We just want to touch on a quick example of how this might work with the online v offline world.
For this we are going to look at a WDW football match.
|Results||Bookmaker 1||Bookmaker 2|
If we were looking at the example above, Bookmaker 2 clearly has a larger margin than that of Bookmaker 1. But if we were looking to place a bet on the Home Win, then we would always take the 1.6 price over the 1.4 price regardless of margin as this will pay more should our bet win.
What you need to bear in mind here is that the margin is made up of the whole market. It needs all results to create it and therefore it means that the odds will change and fluctuate for each.
If we jump back to the high street to wrap this up, the higher margins that you find will be for a number of reasons.
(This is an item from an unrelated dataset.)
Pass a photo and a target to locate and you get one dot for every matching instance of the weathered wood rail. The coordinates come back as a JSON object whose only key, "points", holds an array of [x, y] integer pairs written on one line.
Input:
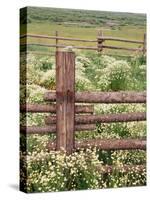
{"points": [[70, 117], [100, 41], [103, 97]]}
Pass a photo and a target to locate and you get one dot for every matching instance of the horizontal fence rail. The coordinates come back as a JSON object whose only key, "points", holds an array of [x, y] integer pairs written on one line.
{"points": [[52, 108], [52, 128], [56, 37], [120, 39], [104, 97], [59, 46], [107, 144], [122, 48], [100, 42], [104, 118]]}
The main one is that the betting shops incur higher costs, such as rent, utility bills and staff wages. They need to create a higher margin to make more money from the lower number of bets that they take compared to online.
There is also an argument for the high street offering a different betting environment, such as actual interaction for punters, which again, comes at a higher cost. If the price is good enough, then punters are willing to pay it. Or they simply don’t know how the industry works, which is pretty common as well.
Either way, there is nothing we can do about margins as they are the way the industry ticks over. They have to exist for the bookmakers to make money and the reality is that shrewd punters who consistently look for the best prices won’t need to worry about margins at all. Those that place all bets with the same bookmaker will feel the biggest effects from the bookmaker’s margin, and as a result can be leaving huge sums of money in the form of value on the table.